Article extrait du Plein droit n° 28, septembre 1995
« Les nouvelles batailles de Poitiers »

Les maires de France réaffirment le principe d’égalité

L’ Association des maires de France, sollicitée sur l’application par les maires du principe d’égalité des citoyens devant le service public a préparé cette note d’explication juridique qui permet de rappeler les grands principes du droit en la matière et d’éclaircir cette problématique.

Le principe d’égalité est mentionné dans la Déclaration des droits de l’homme et du citoyen repris dans le préambule de la Constitution de 1946. Y figurent notamment des dispositions concernant la protection de l’individu et de la famille et le droit à la sécurité sociale pour « tout être humain ». Le Conseil constitutionnel, dans une décision du 3 septembre 1986 a reconnu l’application aux étrangers de ces dispositions du préambule, tout en admettant que l’on puisse faire prévaloir les nécessités de l’ordre public. Plusieurs articles de la Constitution de 1958 font également référence au principe d’égalité, notamment son article 2 qui pose l’égalité des citoyens devant la loi sans distinction d’origine, de race ou de religion notamment.

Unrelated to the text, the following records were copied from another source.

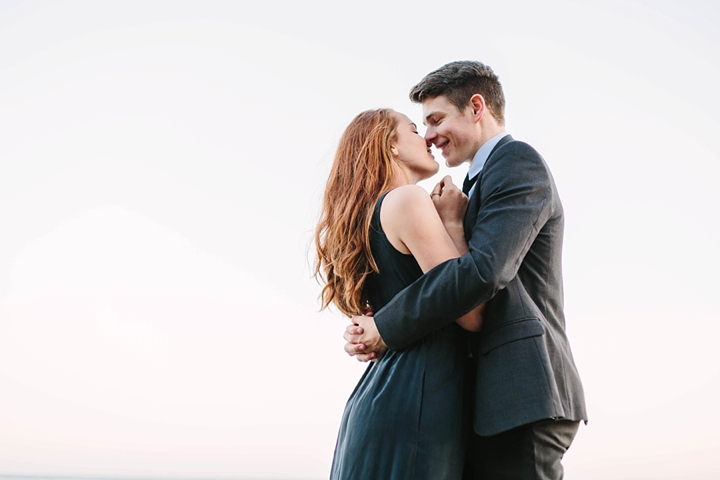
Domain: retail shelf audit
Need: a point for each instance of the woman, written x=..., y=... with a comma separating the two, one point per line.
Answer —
x=378, y=232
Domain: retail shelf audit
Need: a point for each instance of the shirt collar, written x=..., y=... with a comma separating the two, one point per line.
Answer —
x=482, y=155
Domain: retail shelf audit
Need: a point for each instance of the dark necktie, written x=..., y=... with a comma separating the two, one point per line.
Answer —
x=468, y=183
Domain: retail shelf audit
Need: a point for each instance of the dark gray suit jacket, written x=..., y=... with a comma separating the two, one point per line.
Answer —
x=514, y=222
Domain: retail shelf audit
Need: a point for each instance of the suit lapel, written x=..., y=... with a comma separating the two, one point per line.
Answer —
x=476, y=200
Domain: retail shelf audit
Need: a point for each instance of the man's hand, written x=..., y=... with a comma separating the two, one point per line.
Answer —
x=450, y=203
x=363, y=339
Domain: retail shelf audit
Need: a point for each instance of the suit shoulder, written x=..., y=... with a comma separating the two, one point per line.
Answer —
x=518, y=148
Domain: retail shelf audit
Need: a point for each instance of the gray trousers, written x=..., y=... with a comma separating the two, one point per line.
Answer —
x=528, y=452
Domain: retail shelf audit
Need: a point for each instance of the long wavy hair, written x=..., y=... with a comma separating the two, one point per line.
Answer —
x=362, y=171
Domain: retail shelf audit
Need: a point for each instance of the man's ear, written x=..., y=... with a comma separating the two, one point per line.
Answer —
x=477, y=103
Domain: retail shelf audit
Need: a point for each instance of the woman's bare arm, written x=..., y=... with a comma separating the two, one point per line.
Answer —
x=413, y=226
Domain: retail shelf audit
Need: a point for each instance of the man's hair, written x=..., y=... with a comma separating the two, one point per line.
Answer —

Le Conseil d’État regarde ce principe d’égalité comme principe général du droit, ce qui permet de l’appliquer dans des domaines très variés qui vont au-delà des hypothèses visées par les textes constitutionnels : principe d’égalité devant la loi et les règlements, principe d’égalité devant les charges publiques (égalité devant l’impôt), égalité devant le service public (égal accès aux emplois publics, égalité de traitement des agents publics, égalité des citoyens devant le service public, égalité des usagers devant le service public), égalité des utilisateurs du domaine public, égalité des sexes…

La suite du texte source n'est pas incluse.